Podcast Reflections

Reflection on Matthew 18.21-35 (Lent)

Listen to a reflection for Lent 3: Tuesday, 14 March, on Matthew 18.21-35

Matthew 18.21-35

Peter came and said to Jesus, ‘Lord, if another member of the church sins against me, how often should I forgive? As many as seven times?’ Jesus said to him, ‘Not seven times, but, I tell you, seventy-seven times. 

‘For this reason the kingdom of heaven may be compared to a king who wished to settle accounts with his slaves. When he began the reckoning, one who owed him ten thousand talents was brought to him; and, as he could not pay, his lord ordered him to be sold, together with his wife and children and all his possessions, and payment to be made. So the slave fell on his knees before him, saying, “Have patience with me, and I will pay you everything.” And out of pity for him, the lord of that slave released him and forgave him the debt. But that same slave, as he went out, came upon one of his fellow-slaves who owed him a hundred denarii; and seizing him by the throat, he said, “Pay what you owe.” Then his fellow-slave fell down and pleaded with him, “Have patience with me, and I will pay you.” But he refused; then he went and threw him into prison until he should pay the debt. When his fellow-slaves saw what had happened, they were greatly distressed, and they went and reported to their lord all that had taken place. Then his lord summoned him and said to him, “You wicked slave! I forgave you all that debt because you pleaded with me. Should you not have had mercy on your fellow-slave, as I had mercy on you?” And in anger his lord handed him over to be tortured until he should pay his entire debt. So my heavenly Father will also do to every one of you, if you do not forgive your brother or sister from your heart.’


The king in Jesus’ parable said: I forgave you all that debt because you pleaded with me. Should you not have had mercy on your fellow-slave, as I had mercy on you?

Today’s reading focuses on the issue of forgiveness. In the Lord’s Prayer we say: And forgive us our trespasses, as we forgive those who trespass against us. And, today we hear Jesus say that we should forgive those who offend us: not seven times, but … seventy-seven times. That number … seventy-seven … is linguistic code for ‘times without number’, an infinite number of times!

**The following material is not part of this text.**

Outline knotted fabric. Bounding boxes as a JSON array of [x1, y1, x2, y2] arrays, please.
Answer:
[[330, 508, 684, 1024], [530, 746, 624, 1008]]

Today’s reading and the words that trip so readily from our tongues as we recite the Lord’s Prayer present us with one of the greatest challenges of our faith … that of forgiveness.

As we travel through our day-to-day existence we hear of and experience many things that cause us pain. We hear of people being cruel to one another, we hear of injustice and prejudice, and we witness the uncaring self-interest and ambition of those who seek to elbow their way to the front of every queue, no matter what pain that may inflict upon others. As we hear of these, and other tales of the horrific way in which humanity interacts, we often find ourselves giving thanks that such inhumanity is not being inflicted upon us. But, how often do we pause to look at ourselves, and analyse how our words and actions are contributing to the pain and misery of others? Too often we are quick to denounce the actions of others, even to the point of declaring: I can never forgive … But what about our capacity, or lack of it, to offer forgiveness?

Jesus came into this world to bring forgiveness and a new relationship with his Heavenly Father. By sharing in our human condition Jesus showed us what it means to forgive, even to the point of praying for those who were nailing him to the cross. Unfortunately, our capacity for forgiveness is not as self-less as that of Jesus, but that is the gold standard towards which we should be striving.

When Jesus taught his disciples how to pray he included words that should challenge our thirst for retribution and revenge: And forgive us our trespasses, as we forgive those who trespass against us. Today, and every day, we are called to reflect upon those words. We are called to live them out as we strive to draw closer and closer to our loving and forgiving God. 

Let us pray that we might set aside our thirst for revenge and that which we claim to be our ‘right’, and that we might be Christ-like in our capacity to forgive. Let us pray for those whose words and actions cause us pain. As we draw nearer to the moment when we will witness the baying mob inflicting their anger and revenge on the One who came to bring salvation, let us pray that we might find the strength to step back and pray that they might be forgiven … just as Jesus did as the nails were hammered into his weak and vulnerable flesh.